Giovanna lo fermò mostrandogli un palmo, poi si rivolse alla classe.
«Lo riconoscete?»
Calò il silenzio. Anita Lentini, da sola al primo banco, chinò il capo. Barbara, alle sue spalle, tentò di nascondervisi dietro, mentre Giulia Mazza sbadigliava. Anche Stefano Parisi provò a scomparire, lasciandosi scivolare sulla sedia. Fabio, seduto accanto a lui, divenne improvvisamente serio, imprecando in un sibilo.
Giovanna Dell’Arco non era l’inetto di religione, né il professore di matematica che teneva la sua lezione e arrivederci e grazie. Né tantomeno il docente di spagnolo, fin troppo amichevole con i suoi alunni. Giovanna Dell’Arco era una professoressa vecchio stampo, tutta d’un pezzo, che li ammorbava da anni con i valori morali degli autori che spiegava, dei diritti dell’essere umano che non andavano mai violati, delle guerre tutte ingiuste e dei tanti uomini e donne che erano morti per un ideale. Li avrebbe sfiniti con domande stile interrogatorio fino a carpire come quel foglio fosse finito in quella classe e nello zaino della Lentini. Inoltre, Barbara Scala avrebbe confessato in lacrime, Stefano ne era sicuro.
«Allora?» Li incalzò l’insegnante, battendo la punta di una penna sull’immagine. Ancora silenzio assoluto e imbarazzato. «Niente?

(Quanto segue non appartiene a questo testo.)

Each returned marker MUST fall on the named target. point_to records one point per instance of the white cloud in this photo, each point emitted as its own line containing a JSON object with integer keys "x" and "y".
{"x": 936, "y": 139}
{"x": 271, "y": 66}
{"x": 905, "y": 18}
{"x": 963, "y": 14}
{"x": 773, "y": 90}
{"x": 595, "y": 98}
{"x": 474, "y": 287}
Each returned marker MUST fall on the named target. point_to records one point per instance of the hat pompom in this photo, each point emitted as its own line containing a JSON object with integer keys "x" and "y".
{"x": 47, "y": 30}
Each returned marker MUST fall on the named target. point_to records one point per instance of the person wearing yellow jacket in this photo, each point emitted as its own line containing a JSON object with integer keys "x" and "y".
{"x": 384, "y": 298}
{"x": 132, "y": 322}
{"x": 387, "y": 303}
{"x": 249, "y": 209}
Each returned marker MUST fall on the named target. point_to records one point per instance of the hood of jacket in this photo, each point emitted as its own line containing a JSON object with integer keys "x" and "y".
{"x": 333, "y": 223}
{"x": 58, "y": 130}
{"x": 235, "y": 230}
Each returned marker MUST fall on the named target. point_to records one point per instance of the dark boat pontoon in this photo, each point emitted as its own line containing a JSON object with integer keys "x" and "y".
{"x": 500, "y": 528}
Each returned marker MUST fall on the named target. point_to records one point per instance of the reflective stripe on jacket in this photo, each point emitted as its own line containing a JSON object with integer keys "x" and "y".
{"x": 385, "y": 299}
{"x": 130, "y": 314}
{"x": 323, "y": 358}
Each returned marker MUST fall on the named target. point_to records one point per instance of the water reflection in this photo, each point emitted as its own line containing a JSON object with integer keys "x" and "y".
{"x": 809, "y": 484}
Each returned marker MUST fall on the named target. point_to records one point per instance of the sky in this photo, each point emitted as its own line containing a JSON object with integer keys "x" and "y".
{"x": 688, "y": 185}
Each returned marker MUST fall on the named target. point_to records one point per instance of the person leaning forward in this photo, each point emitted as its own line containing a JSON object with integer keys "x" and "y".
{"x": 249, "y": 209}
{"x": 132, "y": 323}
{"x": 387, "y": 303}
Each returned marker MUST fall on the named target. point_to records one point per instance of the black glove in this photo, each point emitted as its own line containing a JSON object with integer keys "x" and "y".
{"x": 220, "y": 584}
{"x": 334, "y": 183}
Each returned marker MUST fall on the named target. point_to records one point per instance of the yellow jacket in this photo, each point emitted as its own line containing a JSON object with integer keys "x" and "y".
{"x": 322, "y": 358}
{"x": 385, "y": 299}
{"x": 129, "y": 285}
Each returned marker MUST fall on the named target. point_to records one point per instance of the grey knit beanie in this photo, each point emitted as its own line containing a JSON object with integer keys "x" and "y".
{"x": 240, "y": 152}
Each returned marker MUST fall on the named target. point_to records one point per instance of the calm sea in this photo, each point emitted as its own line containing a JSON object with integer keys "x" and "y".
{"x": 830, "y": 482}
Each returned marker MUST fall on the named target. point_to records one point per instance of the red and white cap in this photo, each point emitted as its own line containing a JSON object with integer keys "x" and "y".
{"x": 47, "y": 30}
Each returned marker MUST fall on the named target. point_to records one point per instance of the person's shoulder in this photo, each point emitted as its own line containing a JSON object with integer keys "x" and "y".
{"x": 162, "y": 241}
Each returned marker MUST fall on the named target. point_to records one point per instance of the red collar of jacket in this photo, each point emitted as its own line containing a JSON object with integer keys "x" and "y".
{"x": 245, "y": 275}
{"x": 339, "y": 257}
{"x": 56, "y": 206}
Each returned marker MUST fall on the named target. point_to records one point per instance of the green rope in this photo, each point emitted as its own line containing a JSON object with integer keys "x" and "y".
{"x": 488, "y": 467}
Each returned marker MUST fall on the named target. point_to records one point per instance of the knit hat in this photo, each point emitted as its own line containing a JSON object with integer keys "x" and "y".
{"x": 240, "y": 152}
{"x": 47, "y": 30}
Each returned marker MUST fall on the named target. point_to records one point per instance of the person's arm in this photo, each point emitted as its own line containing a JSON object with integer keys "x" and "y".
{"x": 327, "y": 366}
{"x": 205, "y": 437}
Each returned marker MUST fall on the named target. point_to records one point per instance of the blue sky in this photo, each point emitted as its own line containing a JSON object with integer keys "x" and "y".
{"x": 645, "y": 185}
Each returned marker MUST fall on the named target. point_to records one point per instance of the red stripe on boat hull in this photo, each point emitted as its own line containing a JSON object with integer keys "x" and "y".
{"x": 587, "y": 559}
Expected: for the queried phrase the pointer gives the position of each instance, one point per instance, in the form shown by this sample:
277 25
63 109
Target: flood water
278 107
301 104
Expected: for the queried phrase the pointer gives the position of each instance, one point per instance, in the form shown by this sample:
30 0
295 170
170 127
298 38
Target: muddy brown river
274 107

Nessuno sa dirmi come si chiama questo atto?» I presenti non ebbero il coraggio di alzare lo sguardo o rispondere. «Bene, allora per domani mi farete una ricerca sull’argomento» concluse la docente, pronta a riprendersi il foglio, quando Giulia Mazza sbottò:
«Io ‘ste schifezze non le faccio!»
Giovanna si voltò a guardarla:
«Prego?»
«Diglielo, Barbie! Di’ la verità!»
Barbara Scala avvampò, fissando male la sua compagna di banco e scuotendo il capo con veemenza.
«È stata lei, professorè!» Continuò Giulia, indicando la bella ragazza bionda alla sua destra. «È stata lei a mettere il foglio nel libro della Lentini, costretta da Parisi!»
«Ehi!» Stefano batté un palmo sul banco.
«Ma che stai dicendo! Stai zitta, scema!» Fabio Morini balzò in piedi, facendo cadere la sedia sul pavimento e urlando in direzione di Giulia Mazza, con un braccio proteso in avanti.
«Forse non vi è chiaro» fece la professoressa di italiano, il tono calmo e austero. «Io non vi ho chiesto di chi è questo foglio o chi l’ha messo nel libro di chi. Io vi ho chiesto di fare una ricerca inerente al gesto ritratto qui» così dicendo sventolò il foglietto. «Sarete stupiti di scoprire la storia che può esserci dietro a un atto tanto antico.» S’incamminò verso la porta, poi si fermò e aggiunse: «Ah, ricordatevi che questo compito farà media coi voti.»
Dalla classe si levò un no contrariato, sbuffato.
«Professoressa, posso parlarle un momento» Elia Morales abbandonò il libro di letteratura spagnola sulla scrivania e si mosse nella direzione della donna, la quale tuttavia scosse la testa.
«No, mi dispiace, per oggi ho finito e ho degli impegni. Buona lezione!» Uscì, lasciando il giovane professore di stucco e con l’ingrato compito di placare gli animi degli alunni.